= Prithvi Vrata =

Hindu ritual

Prithvi Vrata (Bengali: পৃথিবী ব্রত) is an annual Hindu ritual or vrata (religious vow), mainly observed in the Bengali Hindu community in West Bengal and Bangladesh. Unmarried girls of Bengali Hindu houses in rural Bengal celebrate this ritual for a month from the Sankranti of Chaitra month to the whole month of Baishakh (mid-April to mid-May). It is celebrated every four years. The purpose of the vrata is to remove worldly evils.

==Features of the vrata ==
This vrata is performed on the floor of the house in rural Bengal or the floor of the house. Being a feminine vrata, no mantra or priest is required to observe the vow.
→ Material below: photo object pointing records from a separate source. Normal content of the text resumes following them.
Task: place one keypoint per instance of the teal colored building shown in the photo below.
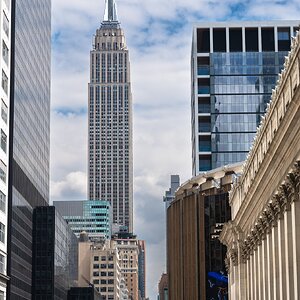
(93, 217)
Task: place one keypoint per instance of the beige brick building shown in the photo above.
(263, 241)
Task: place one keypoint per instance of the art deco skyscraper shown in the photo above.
(110, 119)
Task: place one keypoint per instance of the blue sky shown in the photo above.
(159, 36)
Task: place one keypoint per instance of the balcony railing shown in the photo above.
(203, 90)
(203, 70)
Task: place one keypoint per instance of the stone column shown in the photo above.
(295, 210)
(290, 293)
(270, 265)
(275, 262)
(282, 261)
(265, 269)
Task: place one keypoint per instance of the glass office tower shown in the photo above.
(235, 66)
(55, 255)
(29, 134)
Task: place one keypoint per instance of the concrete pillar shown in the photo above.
(282, 262)
(290, 294)
(256, 276)
(259, 272)
(251, 263)
(248, 279)
(265, 273)
(270, 266)
(296, 246)
(275, 262)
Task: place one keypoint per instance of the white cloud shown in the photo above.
(159, 38)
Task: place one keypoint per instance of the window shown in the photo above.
(219, 39)
(2, 265)
(203, 41)
(267, 36)
(2, 201)
(251, 35)
(3, 171)
(4, 111)
(4, 82)
(5, 52)
(3, 141)
(284, 39)
(7, 2)
(5, 24)
(235, 39)
(2, 233)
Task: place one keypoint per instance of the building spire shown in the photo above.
(110, 14)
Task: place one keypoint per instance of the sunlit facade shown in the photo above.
(235, 66)
(110, 119)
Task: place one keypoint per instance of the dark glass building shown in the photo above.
(84, 293)
(235, 66)
(55, 255)
(195, 256)
(29, 134)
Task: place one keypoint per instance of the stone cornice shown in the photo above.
(281, 96)
(285, 195)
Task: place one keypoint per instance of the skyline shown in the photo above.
(166, 151)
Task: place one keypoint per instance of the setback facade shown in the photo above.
(234, 69)
(55, 255)
(110, 119)
(28, 176)
(5, 33)
(195, 257)
(92, 217)
(262, 239)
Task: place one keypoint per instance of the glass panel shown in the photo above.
(5, 24)
(5, 52)
(267, 36)
(203, 40)
(219, 39)
(251, 35)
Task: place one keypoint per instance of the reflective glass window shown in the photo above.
(251, 36)
(3, 170)
(219, 38)
(235, 40)
(268, 41)
(284, 39)
(203, 40)
(4, 82)
(4, 111)
(2, 233)
(5, 52)
(3, 141)
(2, 201)
(5, 24)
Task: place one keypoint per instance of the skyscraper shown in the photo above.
(29, 134)
(5, 29)
(110, 119)
(234, 69)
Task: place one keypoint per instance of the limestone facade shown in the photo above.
(263, 257)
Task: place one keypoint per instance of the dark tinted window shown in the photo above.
(219, 40)
(267, 36)
(284, 39)
(235, 40)
(203, 41)
(251, 35)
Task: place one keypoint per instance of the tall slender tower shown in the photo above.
(110, 119)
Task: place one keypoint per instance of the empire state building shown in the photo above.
(110, 119)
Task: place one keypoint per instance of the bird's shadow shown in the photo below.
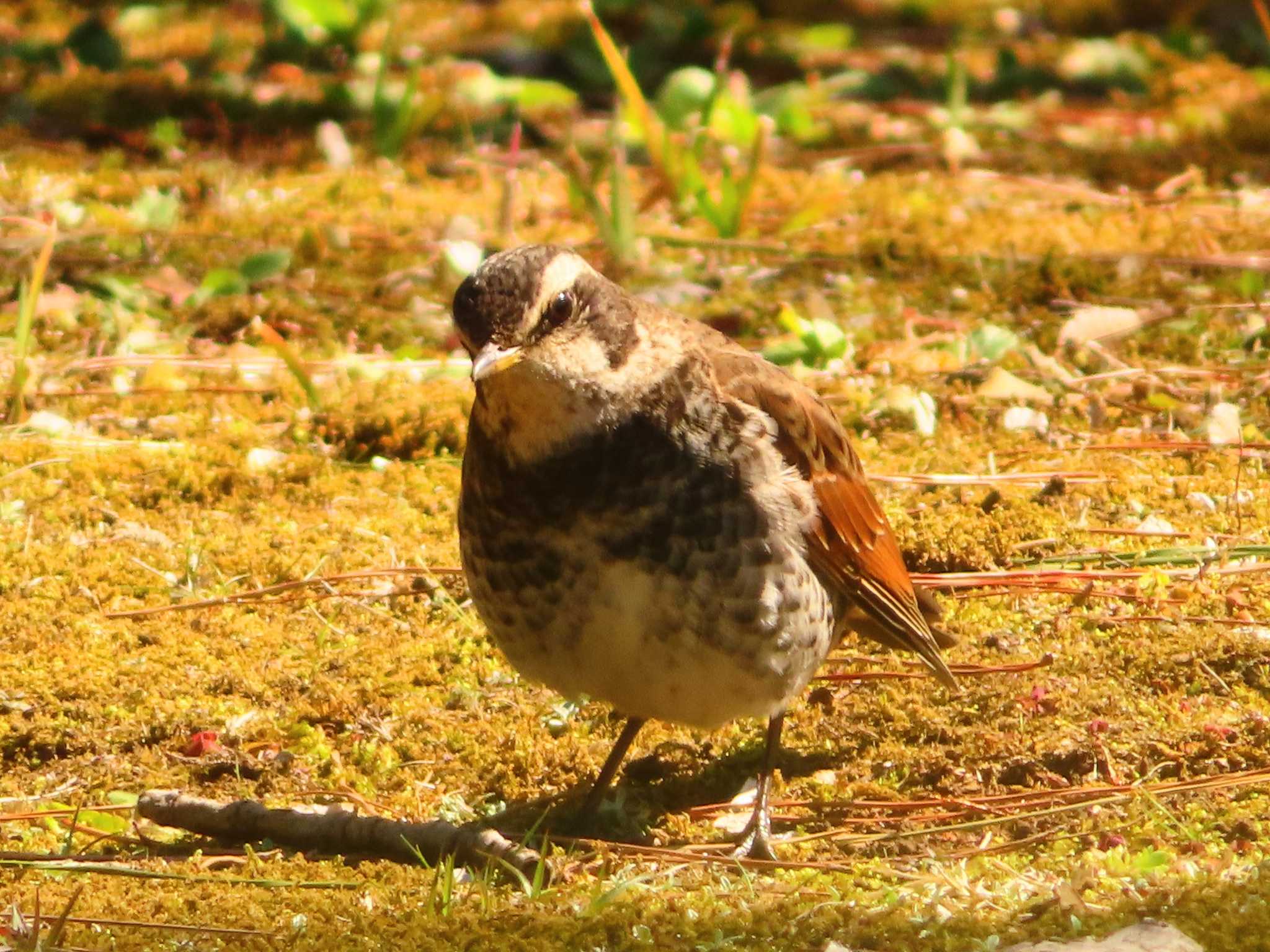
(672, 778)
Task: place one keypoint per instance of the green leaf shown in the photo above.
(827, 37)
(154, 208)
(785, 352)
(531, 94)
(220, 282)
(825, 339)
(1151, 860)
(683, 93)
(265, 265)
(991, 342)
(314, 18)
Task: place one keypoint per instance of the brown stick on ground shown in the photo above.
(337, 832)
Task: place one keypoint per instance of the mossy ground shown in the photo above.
(148, 487)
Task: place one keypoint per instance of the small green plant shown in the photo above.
(395, 116)
(727, 123)
(813, 343)
(253, 270)
(29, 296)
(25, 935)
(299, 29)
(615, 220)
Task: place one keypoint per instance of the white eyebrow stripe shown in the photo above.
(561, 273)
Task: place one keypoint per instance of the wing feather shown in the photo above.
(853, 542)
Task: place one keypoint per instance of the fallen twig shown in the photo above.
(337, 832)
(962, 671)
(262, 594)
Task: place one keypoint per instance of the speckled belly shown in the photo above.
(665, 589)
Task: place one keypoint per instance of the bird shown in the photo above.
(658, 518)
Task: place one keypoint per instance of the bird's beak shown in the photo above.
(493, 358)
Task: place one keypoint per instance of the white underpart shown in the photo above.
(572, 389)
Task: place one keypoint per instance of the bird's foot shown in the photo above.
(756, 840)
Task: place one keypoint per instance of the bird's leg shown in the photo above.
(755, 840)
(610, 770)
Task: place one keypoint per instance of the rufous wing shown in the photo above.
(851, 544)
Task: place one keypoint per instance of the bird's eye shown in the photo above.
(561, 309)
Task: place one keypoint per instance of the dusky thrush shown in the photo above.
(654, 517)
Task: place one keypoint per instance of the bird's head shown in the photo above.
(544, 309)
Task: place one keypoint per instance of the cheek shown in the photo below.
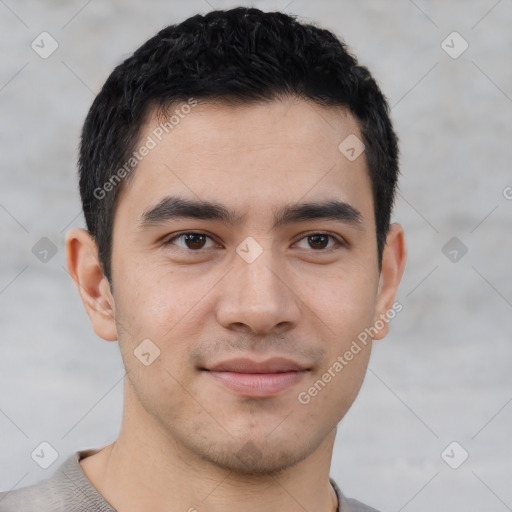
(157, 302)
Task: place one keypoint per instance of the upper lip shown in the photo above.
(273, 365)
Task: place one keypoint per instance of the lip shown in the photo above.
(257, 379)
(244, 365)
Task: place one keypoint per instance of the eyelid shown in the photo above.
(340, 241)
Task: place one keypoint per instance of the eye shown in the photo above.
(191, 240)
(320, 241)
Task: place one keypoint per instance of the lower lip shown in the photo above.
(257, 384)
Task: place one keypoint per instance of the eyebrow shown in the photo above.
(173, 207)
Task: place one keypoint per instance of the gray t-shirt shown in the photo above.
(69, 490)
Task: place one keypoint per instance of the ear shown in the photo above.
(85, 269)
(394, 257)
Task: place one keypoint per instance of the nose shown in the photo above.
(259, 297)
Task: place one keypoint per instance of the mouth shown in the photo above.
(257, 379)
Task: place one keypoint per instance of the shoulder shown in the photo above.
(67, 490)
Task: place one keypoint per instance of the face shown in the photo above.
(216, 259)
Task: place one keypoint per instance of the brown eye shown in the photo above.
(192, 241)
(318, 241)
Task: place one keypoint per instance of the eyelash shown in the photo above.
(339, 242)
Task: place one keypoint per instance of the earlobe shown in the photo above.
(84, 267)
(393, 263)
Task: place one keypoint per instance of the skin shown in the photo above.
(183, 440)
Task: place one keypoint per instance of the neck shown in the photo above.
(146, 469)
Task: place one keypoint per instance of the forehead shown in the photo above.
(248, 156)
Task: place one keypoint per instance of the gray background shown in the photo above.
(442, 375)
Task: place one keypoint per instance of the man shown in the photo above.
(237, 175)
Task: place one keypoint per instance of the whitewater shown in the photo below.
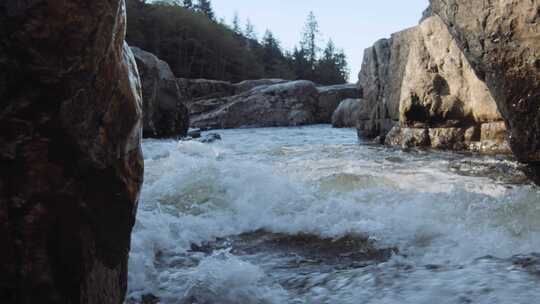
(316, 215)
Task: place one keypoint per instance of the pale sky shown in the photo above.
(353, 24)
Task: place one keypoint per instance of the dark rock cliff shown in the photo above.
(70, 157)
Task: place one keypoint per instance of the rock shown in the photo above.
(420, 79)
(165, 114)
(331, 96)
(248, 85)
(193, 89)
(196, 133)
(349, 113)
(501, 40)
(210, 138)
(203, 95)
(286, 104)
(408, 137)
(70, 155)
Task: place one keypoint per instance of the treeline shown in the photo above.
(188, 36)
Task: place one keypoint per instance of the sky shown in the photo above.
(353, 25)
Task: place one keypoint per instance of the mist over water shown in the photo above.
(312, 215)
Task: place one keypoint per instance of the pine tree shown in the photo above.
(332, 66)
(205, 7)
(249, 32)
(236, 24)
(310, 37)
(187, 4)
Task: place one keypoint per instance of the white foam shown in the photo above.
(195, 192)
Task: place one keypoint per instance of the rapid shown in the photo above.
(315, 215)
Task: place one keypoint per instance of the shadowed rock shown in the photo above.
(165, 114)
(70, 157)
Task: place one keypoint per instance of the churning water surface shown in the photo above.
(312, 215)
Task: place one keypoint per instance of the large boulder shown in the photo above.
(349, 113)
(285, 104)
(165, 114)
(501, 40)
(70, 155)
(420, 79)
(331, 96)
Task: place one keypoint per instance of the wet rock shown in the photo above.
(70, 161)
(501, 40)
(210, 138)
(408, 137)
(331, 96)
(196, 133)
(286, 104)
(350, 113)
(165, 114)
(248, 85)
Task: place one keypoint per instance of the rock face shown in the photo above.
(501, 40)
(423, 92)
(165, 114)
(331, 96)
(271, 102)
(286, 104)
(70, 157)
(349, 113)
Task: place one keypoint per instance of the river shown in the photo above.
(313, 215)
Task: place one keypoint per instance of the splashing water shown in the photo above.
(309, 215)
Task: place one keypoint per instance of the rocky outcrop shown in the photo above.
(286, 104)
(423, 92)
(165, 114)
(271, 102)
(501, 40)
(70, 157)
(248, 85)
(331, 96)
(350, 113)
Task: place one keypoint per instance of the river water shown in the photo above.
(312, 215)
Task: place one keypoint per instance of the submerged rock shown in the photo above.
(70, 157)
(209, 138)
(165, 114)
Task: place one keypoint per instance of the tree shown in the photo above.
(249, 31)
(205, 7)
(187, 4)
(310, 37)
(236, 24)
(332, 67)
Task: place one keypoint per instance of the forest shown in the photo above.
(197, 44)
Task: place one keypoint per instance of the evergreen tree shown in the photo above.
(273, 59)
(236, 24)
(249, 31)
(310, 37)
(205, 7)
(187, 4)
(332, 66)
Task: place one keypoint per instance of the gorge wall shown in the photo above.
(501, 40)
(70, 157)
(423, 92)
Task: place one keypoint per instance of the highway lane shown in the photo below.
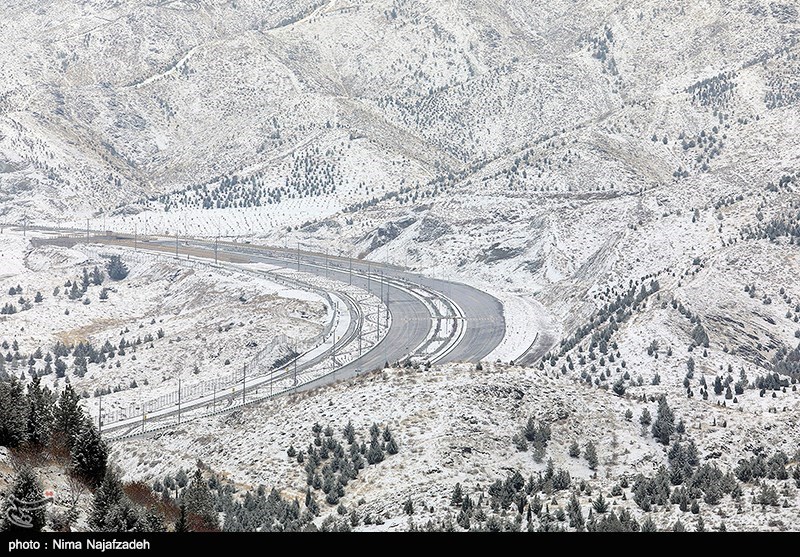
(483, 314)
(412, 323)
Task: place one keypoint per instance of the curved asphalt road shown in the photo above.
(411, 320)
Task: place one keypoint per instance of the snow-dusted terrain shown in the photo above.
(622, 176)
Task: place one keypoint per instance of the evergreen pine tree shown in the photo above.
(25, 489)
(350, 433)
(200, 502)
(85, 280)
(457, 496)
(574, 450)
(591, 455)
(375, 452)
(67, 416)
(14, 414)
(40, 413)
(181, 524)
(89, 455)
(97, 276)
(107, 496)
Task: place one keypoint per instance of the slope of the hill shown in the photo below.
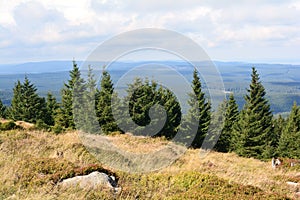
(30, 168)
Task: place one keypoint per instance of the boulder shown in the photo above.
(91, 181)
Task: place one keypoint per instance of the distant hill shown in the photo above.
(282, 81)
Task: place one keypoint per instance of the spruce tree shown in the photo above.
(2, 110)
(103, 104)
(254, 129)
(71, 97)
(173, 110)
(16, 107)
(199, 115)
(225, 141)
(52, 107)
(290, 137)
(26, 104)
(87, 115)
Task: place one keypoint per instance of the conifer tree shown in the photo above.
(71, 97)
(226, 140)
(2, 110)
(26, 104)
(254, 128)
(52, 107)
(87, 115)
(173, 110)
(290, 137)
(199, 115)
(103, 104)
(16, 107)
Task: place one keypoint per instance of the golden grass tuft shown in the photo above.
(30, 167)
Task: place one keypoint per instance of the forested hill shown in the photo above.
(280, 80)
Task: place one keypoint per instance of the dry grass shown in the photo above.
(24, 155)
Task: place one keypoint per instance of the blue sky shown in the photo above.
(249, 31)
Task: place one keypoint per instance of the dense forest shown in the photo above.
(252, 131)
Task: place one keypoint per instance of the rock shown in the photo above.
(91, 181)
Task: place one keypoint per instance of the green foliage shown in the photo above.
(103, 105)
(52, 107)
(26, 104)
(71, 98)
(86, 117)
(198, 117)
(254, 129)
(144, 96)
(290, 137)
(41, 125)
(2, 110)
(225, 140)
(188, 185)
(10, 125)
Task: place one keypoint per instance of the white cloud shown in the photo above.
(220, 27)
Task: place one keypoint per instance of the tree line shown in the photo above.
(252, 131)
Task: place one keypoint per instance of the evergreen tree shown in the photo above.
(87, 115)
(16, 107)
(254, 128)
(199, 115)
(103, 104)
(71, 97)
(290, 137)
(52, 107)
(2, 110)
(173, 110)
(231, 115)
(26, 104)
(143, 98)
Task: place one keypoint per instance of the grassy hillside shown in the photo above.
(30, 169)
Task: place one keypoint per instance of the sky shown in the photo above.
(248, 31)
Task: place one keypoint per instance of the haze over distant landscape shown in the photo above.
(247, 31)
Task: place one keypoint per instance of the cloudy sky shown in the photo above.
(249, 31)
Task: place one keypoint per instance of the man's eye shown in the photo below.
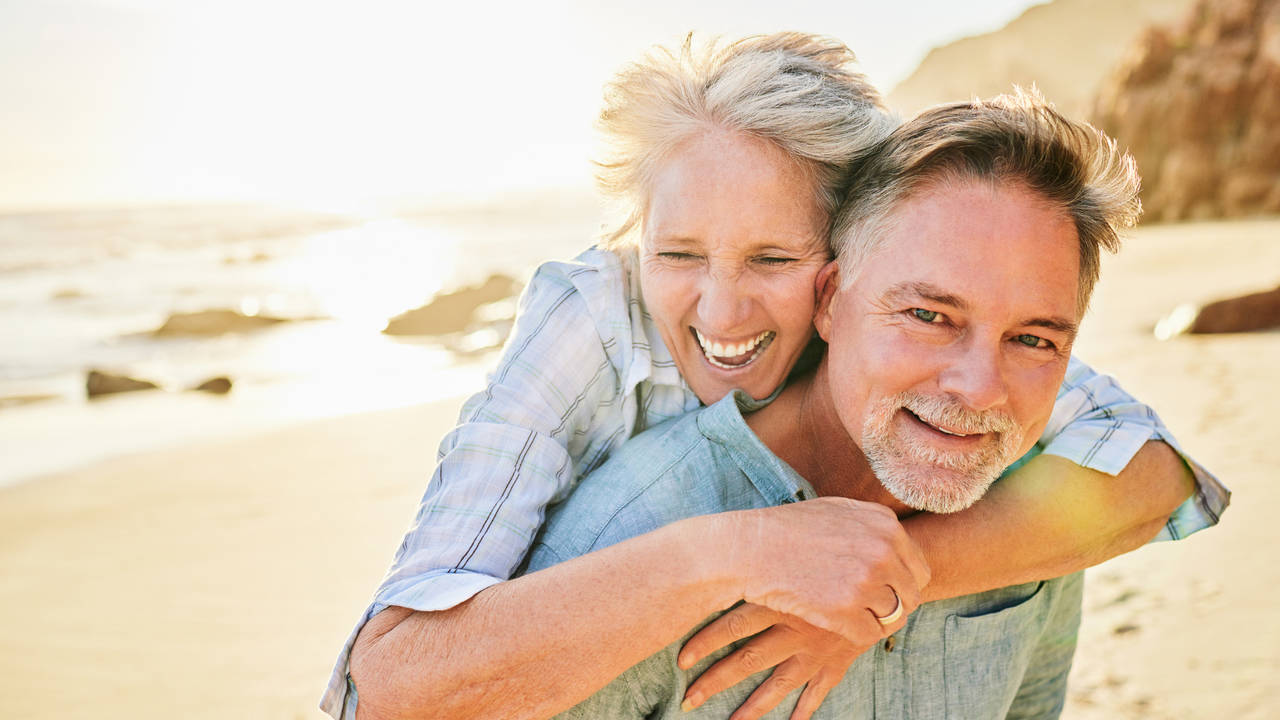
(1033, 341)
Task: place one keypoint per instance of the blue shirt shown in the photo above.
(584, 370)
(997, 654)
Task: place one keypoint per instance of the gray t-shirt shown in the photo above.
(1000, 654)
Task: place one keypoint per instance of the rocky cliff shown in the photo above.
(1065, 48)
(1198, 105)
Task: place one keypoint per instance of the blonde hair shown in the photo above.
(1016, 137)
(799, 91)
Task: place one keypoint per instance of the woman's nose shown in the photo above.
(725, 302)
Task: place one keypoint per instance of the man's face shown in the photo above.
(949, 343)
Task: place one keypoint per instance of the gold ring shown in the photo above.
(895, 614)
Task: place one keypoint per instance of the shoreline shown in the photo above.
(220, 577)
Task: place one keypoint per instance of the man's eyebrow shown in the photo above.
(928, 291)
(1060, 324)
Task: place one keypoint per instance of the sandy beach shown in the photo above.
(218, 579)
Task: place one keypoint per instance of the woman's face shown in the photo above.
(731, 244)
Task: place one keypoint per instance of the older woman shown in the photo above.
(732, 162)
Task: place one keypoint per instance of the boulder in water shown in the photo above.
(213, 323)
(109, 383)
(452, 311)
(218, 386)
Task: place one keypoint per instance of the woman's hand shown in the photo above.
(832, 561)
(803, 655)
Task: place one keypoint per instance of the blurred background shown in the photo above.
(316, 210)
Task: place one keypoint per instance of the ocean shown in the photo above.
(85, 290)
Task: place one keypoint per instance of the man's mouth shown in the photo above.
(734, 355)
(946, 431)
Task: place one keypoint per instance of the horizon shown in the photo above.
(316, 106)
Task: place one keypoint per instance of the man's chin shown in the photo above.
(935, 490)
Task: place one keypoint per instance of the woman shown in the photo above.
(732, 163)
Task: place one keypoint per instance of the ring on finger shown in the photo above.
(894, 615)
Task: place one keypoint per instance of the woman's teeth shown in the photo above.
(717, 352)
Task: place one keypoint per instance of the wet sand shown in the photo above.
(218, 579)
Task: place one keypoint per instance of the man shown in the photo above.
(965, 256)
(937, 378)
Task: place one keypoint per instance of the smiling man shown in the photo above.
(967, 253)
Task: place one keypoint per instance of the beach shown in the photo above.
(219, 577)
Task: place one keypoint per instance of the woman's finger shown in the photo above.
(741, 621)
(786, 679)
(813, 695)
(764, 651)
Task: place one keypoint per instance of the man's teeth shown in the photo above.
(944, 429)
(713, 350)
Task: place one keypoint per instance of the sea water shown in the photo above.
(86, 288)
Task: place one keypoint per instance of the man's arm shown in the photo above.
(545, 641)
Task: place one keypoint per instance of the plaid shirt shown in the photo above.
(583, 372)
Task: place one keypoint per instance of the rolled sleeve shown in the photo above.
(1097, 424)
(553, 408)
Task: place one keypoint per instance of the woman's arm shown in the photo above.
(543, 642)
(556, 404)
(1057, 514)
(1051, 518)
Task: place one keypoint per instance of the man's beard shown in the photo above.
(924, 477)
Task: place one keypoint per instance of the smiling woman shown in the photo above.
(732, 159)
(732, 242)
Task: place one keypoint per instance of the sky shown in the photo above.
(330, 104)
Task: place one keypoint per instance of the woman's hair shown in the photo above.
(799, 91)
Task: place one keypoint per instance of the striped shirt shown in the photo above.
(584, 370)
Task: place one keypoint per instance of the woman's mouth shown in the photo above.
(734, 355)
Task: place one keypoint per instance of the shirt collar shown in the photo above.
(723, 424)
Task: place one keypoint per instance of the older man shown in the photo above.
(967, 254)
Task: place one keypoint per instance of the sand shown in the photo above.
(220, 578)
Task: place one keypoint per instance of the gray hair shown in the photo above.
(1015, 137)
(799, 91)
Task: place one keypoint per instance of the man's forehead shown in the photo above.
(978, 246)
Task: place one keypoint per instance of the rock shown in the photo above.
(216, 386)
(1066, 48)
(453, 311)
(213, 323)
(1253, 311)
(1198, 104)
(108, 383)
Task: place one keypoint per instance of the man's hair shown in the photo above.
(799, 91)
(1010, 139)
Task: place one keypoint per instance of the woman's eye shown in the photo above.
(775, 260)
(926, 315)
(1033, 341)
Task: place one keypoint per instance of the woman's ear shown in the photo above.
(826, 286)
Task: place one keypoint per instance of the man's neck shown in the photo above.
(801, 427)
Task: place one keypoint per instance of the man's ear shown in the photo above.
(824, 287)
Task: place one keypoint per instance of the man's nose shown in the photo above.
(976, 376)
(725, 301)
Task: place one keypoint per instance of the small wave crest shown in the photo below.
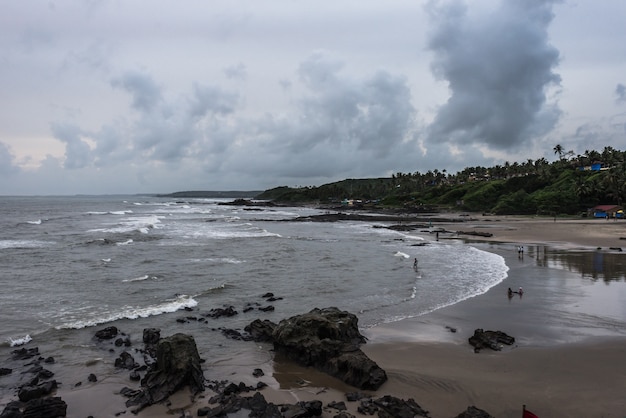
(139, 279)
(11, 243)
(16, 342)
(129, 312)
There are three stages of observance of earth vows. Namely: accumulation, verb and rhyme.

- In the first stage, the necessary materials i.e. atap rice (Non-parboiled rice), small conch, honey, milk and ghee have to be collected.
- In the second stage, alpana of the lotus leaves, earth and earth goddess are drawn on the ground cleanly.
- In the third stage, at the moment of worship, ghee, milk and honey are poured into the conch shell, kneeling in front of the painted alpana, reciting the mantra of worship three times and pouring it on the alpana.
After observing the vrata for four years, golden lotus leaves have to be given to the goddess during the festival.